A teraz jeszcze do tego wszystkiego swoje 3 grosze dorzuciło nowe Fable, którego zapowiedź nie była ponoć zwyczajowym CGI, a w materiałem w całości przygotowanym w oparciu o grę i nagranym na konsoli. To aż zbyt piękne by było możliwe… ale wystarczyło by rozgrzać do czerwoności społeczność graczy. Jeśli to faktycznie prawda to PlayStation 5 ma się czego obawiać…. ale dopiero w przyszłości. Bo znów wszystko kręci się wokół obietnic przepotężnej mocy Xbox, która dopiero się ujawni. Kiedy? Nie do końca wiadomo.
To co wygrało Xbox Games Showcase?
Teraz pewnie posypią się tytuły i zacznie się licytacja - Fable, Forza Motorsport, Star Wars Outlaws, Avowed, Starfield, Hellblade 2 czy choćby Clockwork Revolution, przez wielu już teraz okrzyknięte duchowym spadkobiercą BioShock’a. I wszystkie te gry faktycznie potrafiły zrobić świetne wrażenie, ale czy któraś zostanie faktyczną wizytówką konsoli Xbox?
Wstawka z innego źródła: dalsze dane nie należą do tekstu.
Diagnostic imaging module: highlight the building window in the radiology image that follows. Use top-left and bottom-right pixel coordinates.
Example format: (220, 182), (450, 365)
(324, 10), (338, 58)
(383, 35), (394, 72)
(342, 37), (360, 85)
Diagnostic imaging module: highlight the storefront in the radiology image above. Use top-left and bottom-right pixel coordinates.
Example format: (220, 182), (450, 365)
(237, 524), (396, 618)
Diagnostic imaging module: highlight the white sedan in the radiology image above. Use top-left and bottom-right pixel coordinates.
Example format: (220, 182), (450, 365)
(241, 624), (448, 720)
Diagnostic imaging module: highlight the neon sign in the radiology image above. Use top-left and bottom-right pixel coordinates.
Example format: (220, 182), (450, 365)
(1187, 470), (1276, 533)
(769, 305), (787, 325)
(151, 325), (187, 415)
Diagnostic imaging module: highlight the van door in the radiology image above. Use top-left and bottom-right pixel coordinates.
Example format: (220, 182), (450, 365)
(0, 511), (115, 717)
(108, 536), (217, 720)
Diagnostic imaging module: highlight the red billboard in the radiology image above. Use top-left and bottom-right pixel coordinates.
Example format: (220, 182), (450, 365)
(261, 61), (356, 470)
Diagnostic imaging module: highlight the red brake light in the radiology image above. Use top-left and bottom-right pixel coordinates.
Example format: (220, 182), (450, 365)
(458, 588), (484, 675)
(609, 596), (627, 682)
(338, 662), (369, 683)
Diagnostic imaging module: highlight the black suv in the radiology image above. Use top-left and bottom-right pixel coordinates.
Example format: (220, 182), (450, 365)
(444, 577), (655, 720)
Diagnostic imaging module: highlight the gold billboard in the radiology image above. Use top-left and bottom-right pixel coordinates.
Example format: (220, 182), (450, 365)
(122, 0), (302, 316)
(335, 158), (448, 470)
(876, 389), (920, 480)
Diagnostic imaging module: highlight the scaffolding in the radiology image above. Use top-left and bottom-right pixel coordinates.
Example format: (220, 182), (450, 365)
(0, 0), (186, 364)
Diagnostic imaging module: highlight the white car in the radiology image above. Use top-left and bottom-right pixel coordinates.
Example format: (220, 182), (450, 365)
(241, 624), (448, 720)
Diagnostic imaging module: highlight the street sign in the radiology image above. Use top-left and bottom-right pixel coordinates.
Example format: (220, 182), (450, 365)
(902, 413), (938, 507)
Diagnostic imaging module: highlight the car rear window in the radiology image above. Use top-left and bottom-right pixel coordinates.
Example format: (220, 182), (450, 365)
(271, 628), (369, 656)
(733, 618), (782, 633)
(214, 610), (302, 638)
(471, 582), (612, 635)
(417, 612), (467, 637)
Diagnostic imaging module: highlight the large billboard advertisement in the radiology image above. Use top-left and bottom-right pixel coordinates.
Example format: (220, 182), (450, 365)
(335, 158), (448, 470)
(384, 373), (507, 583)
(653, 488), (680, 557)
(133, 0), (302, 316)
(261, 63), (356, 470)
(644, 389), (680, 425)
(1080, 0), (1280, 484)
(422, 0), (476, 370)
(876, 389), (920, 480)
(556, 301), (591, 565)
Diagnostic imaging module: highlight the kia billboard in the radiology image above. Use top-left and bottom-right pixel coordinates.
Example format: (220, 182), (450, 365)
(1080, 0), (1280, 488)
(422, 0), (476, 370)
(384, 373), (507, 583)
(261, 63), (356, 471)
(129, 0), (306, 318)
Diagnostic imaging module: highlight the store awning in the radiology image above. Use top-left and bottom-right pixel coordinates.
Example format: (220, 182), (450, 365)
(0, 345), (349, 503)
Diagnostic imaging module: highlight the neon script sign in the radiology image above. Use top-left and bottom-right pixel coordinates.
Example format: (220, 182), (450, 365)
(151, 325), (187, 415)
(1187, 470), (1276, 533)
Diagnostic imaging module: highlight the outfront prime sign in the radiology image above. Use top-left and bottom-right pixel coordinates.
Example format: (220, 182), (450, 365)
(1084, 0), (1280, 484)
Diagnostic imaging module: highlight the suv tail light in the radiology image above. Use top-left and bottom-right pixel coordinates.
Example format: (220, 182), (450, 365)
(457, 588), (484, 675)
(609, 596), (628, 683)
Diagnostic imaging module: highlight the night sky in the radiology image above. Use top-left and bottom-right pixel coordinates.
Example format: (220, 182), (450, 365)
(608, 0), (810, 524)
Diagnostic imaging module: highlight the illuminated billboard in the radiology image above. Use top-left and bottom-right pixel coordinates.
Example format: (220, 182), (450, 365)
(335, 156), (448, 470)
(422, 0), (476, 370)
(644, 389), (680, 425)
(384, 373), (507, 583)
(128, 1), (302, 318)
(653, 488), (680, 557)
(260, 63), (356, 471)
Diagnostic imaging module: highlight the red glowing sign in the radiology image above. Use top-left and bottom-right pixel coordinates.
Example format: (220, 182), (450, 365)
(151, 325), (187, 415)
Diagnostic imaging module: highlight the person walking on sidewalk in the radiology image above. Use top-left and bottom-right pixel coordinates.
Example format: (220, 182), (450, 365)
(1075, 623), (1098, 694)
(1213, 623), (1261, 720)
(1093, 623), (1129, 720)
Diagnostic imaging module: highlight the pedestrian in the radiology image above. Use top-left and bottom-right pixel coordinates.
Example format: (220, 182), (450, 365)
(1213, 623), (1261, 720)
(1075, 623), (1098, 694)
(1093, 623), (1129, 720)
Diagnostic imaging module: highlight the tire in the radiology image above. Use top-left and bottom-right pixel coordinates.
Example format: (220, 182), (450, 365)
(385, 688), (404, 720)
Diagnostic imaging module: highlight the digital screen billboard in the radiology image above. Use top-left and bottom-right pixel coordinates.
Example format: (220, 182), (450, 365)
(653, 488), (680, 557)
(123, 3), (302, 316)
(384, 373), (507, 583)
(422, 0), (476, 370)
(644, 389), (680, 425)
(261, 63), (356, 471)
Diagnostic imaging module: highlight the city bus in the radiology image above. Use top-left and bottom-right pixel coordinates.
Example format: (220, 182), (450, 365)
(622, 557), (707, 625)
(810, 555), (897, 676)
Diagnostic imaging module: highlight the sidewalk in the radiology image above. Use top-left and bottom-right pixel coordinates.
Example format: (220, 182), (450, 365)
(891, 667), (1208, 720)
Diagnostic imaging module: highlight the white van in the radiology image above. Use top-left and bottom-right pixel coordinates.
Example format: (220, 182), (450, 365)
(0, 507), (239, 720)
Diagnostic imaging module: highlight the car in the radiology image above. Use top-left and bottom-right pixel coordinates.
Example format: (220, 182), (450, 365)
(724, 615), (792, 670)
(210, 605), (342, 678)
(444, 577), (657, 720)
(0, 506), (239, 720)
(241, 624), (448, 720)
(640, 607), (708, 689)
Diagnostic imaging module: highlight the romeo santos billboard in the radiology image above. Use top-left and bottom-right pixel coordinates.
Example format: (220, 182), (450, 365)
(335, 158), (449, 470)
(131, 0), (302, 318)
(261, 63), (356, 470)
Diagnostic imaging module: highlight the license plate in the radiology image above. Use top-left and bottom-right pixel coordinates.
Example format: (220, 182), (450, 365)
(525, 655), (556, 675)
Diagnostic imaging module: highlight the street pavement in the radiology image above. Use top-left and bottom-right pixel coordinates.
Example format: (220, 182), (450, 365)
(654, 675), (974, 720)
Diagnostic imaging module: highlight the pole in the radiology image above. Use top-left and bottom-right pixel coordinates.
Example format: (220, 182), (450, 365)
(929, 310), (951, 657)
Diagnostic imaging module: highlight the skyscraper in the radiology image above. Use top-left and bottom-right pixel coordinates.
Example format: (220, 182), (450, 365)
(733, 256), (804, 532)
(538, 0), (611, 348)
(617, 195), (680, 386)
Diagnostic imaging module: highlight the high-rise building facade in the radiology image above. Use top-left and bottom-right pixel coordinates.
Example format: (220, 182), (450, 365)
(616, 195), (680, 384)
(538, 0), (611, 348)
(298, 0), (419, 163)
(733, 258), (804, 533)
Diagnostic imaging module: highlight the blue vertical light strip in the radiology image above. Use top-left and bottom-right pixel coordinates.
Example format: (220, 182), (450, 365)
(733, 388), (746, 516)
Tu mam sporą zagwozdkę.
Ot, nie byłbym sobą gdybym trochę nie ponarzekał. Mój wewnętrzny „Pan Maruda, niszczyciel dobrej zabawy” już zdążył zasiać ziarnko niepewności względem Starfielda – czy Xbox Series X uciągnie tak niesamowicie rozbudowaną grę? Forza Motorsport to z kolei gratka dla wyścigowych pasjonatów, ale niekoniecznie gra dla mas. Co więc w moim odczuciu jest największym wygranym Xbox Games Showcase? Nie, nie chodzi mi tu o żadne wyświechtane frazesy, że to gracze wygrywają, bo dostaną całą masę nieźle zapowiadających się gier.
Największym wygranym tej imprezy jest… Xbox Game Pass. Zresztą to było do przewidzenia - taki obród sprawy przepowiadaliśmy już kilka miesięcy temu głośno nazywając rok 2023 rokiem Xbox Game Pass. Teraz zaś mamy tego potwierdzenie - z 27 pokazanych tytułów aż 21 ma trafić do usługi Game Pass. I to wiadomość nie w kij dmuchał, bo pokazuje w którym kierunku zmierza Microsoft. Granie jako usługa nie wszystkim musi się podobać, ale od tego już chyba nie uciekniemy. Zresztą nawet czy chcemy jeszcze od tego uciec? Przy cenach nowych gier niebezpiecznie zbliżających się do pułapu 400 zł za nowość subskrypcja nie wydaje się już chyba taka zła, nie uważacie? I w tej materii PS5 ma naprawdę sporo do nadrobienia.